Together with MM Mega Market, Big C Vietnam (Central Group) is also actively implementing programmes in order to promote the export of Vietnamese goods to the Big C supermarket chain in Thailand. The Vietnam Goods Week has been held annually in Bangkok over the last three years, with the 2018 event scheduled for August 22-26.

In the Central Group system in Vietnam, there is a department called “Central Global Sourcing Vietnam”, which is responsible for purchasing and exporting Vietnamese goods. The department fosters partnerships with 200 Vietnamese suppliers and exports Vietnamese farm produce to a number of markets, such as Thailand, France, Italy, the United States, and the African region. It not only performs the task of collecting products, but also orientates farmers’ production so that their products will be accepted in the import markets. Le Thi Mai Linh, Executive Vice President of Public Relations and Corporate Social Responsibility Department at Central Group Vietnam, said that the 2018 Vietnam Goods Week will continue to connect the collection department with Thai retailers, focusing on the group of agricultural products, towards increasing the export revenue of Vietnamese goods to the Big C supermarket chain in Thailand. This activity is expected to help Vietnamese agricultural products become increasingly known to native consumers.

Contributing to balancing trade

In recent years, Vietnam’s trade deficit with Thailand has seen constant growth. According to the Ministry of Industry and Trade (MOIT), the two-way trade revenue in 2017 reached approximately US$15.28 billion, up nearly 22% compared with 2016. Vietnam ran a trade deficit of around US$5.71 billion with Thailand, up 10.7% annually. In the first four months of 2018, with a trade deficit at US$ 1.75 billion, Thailand continued to be Vietnam’s largest trade deficit market in the Southeast Asian region.

The main cause for Vietnam’s trade deficit over recent years is that Vietnam mainly imported high-value items, such as complete cars, machinery parts, and household appliances from Thailand, while only exporting goods of lower value, such as agro-fishery products, minerals, and textiles. Furthermore, despite the similarity in terms of goods structure, the competitiveness of Vietnamese commodities remains lower than that of Thai goods, thus resulting in limited export revenue. Therefore, the successful exports through the supermarket system are expected to help Vietnamese goods to improve competitiveness, reduce trade deficit and gradually balance the trade between the two countries.

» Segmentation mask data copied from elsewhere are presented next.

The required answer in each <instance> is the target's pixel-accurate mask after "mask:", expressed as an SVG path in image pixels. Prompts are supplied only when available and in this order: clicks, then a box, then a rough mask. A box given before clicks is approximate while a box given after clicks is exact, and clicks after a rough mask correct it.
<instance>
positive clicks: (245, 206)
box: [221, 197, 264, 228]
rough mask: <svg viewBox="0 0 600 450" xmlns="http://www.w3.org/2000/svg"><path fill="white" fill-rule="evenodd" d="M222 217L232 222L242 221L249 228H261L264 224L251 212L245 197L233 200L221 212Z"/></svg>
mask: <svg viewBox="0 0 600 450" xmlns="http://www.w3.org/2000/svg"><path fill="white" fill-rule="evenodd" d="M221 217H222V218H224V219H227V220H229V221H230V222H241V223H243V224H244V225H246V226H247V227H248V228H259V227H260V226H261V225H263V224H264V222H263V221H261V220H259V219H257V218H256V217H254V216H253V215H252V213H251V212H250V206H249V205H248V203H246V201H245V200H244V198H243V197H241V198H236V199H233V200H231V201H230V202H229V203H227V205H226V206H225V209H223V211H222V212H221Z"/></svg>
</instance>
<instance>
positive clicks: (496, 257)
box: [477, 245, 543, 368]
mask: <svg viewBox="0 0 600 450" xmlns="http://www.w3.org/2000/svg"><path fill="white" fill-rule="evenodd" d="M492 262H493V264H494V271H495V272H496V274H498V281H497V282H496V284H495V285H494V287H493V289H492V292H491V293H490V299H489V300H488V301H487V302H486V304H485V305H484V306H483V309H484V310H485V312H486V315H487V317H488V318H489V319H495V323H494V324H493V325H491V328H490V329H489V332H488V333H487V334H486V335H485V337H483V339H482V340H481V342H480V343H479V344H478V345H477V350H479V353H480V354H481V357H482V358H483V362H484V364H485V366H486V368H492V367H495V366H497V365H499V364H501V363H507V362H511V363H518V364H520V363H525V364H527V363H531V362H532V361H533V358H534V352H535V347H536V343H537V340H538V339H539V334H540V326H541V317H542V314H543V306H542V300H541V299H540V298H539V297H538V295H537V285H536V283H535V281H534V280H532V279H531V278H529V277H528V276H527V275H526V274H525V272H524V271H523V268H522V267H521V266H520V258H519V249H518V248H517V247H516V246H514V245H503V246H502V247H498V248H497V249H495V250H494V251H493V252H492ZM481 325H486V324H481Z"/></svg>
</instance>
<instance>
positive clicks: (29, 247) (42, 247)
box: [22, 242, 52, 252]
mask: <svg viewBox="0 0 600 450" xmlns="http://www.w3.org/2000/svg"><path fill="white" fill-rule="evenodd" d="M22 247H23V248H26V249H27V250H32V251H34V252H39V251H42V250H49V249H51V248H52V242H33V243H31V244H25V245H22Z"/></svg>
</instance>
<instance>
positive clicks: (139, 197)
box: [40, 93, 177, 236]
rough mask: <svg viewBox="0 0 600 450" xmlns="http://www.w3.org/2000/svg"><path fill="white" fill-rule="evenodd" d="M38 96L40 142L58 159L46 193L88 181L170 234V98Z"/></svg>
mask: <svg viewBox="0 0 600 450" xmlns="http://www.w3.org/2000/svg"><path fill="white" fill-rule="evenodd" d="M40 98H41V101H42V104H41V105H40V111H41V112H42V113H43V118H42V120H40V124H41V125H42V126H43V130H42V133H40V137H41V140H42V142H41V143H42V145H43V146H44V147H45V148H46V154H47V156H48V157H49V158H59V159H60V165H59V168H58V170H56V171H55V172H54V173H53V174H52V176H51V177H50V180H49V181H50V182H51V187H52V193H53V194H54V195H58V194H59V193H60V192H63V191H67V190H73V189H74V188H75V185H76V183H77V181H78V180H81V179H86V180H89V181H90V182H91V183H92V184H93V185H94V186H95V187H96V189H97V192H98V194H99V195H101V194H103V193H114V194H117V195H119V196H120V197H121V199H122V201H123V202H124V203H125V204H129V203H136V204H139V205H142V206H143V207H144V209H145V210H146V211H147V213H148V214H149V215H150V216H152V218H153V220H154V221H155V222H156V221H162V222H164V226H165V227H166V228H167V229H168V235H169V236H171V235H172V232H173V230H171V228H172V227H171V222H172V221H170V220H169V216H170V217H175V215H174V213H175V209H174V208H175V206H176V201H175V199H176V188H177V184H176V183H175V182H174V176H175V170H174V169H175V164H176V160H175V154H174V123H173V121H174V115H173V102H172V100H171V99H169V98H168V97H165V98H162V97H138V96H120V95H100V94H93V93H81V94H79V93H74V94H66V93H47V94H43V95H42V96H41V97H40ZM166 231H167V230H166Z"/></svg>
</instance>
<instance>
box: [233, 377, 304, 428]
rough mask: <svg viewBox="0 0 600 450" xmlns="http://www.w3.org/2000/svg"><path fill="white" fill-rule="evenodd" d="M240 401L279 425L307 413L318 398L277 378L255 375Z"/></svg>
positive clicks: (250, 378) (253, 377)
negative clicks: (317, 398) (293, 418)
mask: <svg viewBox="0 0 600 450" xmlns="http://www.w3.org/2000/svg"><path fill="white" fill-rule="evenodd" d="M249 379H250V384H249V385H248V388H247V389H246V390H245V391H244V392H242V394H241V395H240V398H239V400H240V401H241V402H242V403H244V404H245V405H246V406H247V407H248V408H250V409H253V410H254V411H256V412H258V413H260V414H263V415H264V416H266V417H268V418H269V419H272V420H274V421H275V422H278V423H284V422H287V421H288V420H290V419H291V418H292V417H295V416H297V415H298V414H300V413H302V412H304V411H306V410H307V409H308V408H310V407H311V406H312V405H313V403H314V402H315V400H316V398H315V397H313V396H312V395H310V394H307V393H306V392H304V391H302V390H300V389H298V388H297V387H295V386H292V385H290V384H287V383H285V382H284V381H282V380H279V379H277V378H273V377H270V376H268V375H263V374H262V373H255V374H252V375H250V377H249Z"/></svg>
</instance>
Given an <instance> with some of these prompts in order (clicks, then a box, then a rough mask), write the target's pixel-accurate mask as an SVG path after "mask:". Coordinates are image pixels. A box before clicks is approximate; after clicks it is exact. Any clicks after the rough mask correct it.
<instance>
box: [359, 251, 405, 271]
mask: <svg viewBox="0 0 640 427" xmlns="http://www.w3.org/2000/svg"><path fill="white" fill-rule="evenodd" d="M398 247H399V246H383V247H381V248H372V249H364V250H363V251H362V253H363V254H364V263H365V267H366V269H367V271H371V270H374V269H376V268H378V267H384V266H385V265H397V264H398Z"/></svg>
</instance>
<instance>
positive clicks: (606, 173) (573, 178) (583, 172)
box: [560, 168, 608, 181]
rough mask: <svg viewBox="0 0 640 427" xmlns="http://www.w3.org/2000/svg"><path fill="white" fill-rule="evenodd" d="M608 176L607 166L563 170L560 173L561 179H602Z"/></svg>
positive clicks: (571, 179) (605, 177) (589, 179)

In its efforts to support the export of Vietnamese goods to Thailand, the MOIT will continue to organise the Vietnam Goods Week programmes in Thailand in the future. In addition, the ministry will actively negotiate with the Thai side on opening the door to more fruits and vegetables of Vietnamese origin, while encouraging businesses to organise trade promotion activities in Thailand by themselves, thereby contributing to boosting exports and mitigating the trade deficit pressure.

MM Mega Market importing hundreds of tonnes of agricultural products from Vietnam shows that farm produce are an item of strength with numerous opportunities to be exported to Thailand, helping to curb the trade deficit momentum from this market. However, Le Quoc Phuong, former Deputy Director of the Industry and Trade Information Centre (under the MOIT), noted that Thailand is a country with a very developed agricultural sector and Thai agricultural products have better quality and are more competitive than Vietnamese goods. Therefore, in order to gradually reduce the trade deficit, towards balanced trade, the only and important solution is to improve the competitiveness of Vietnamese agricultural products in terms of quality, price and safety.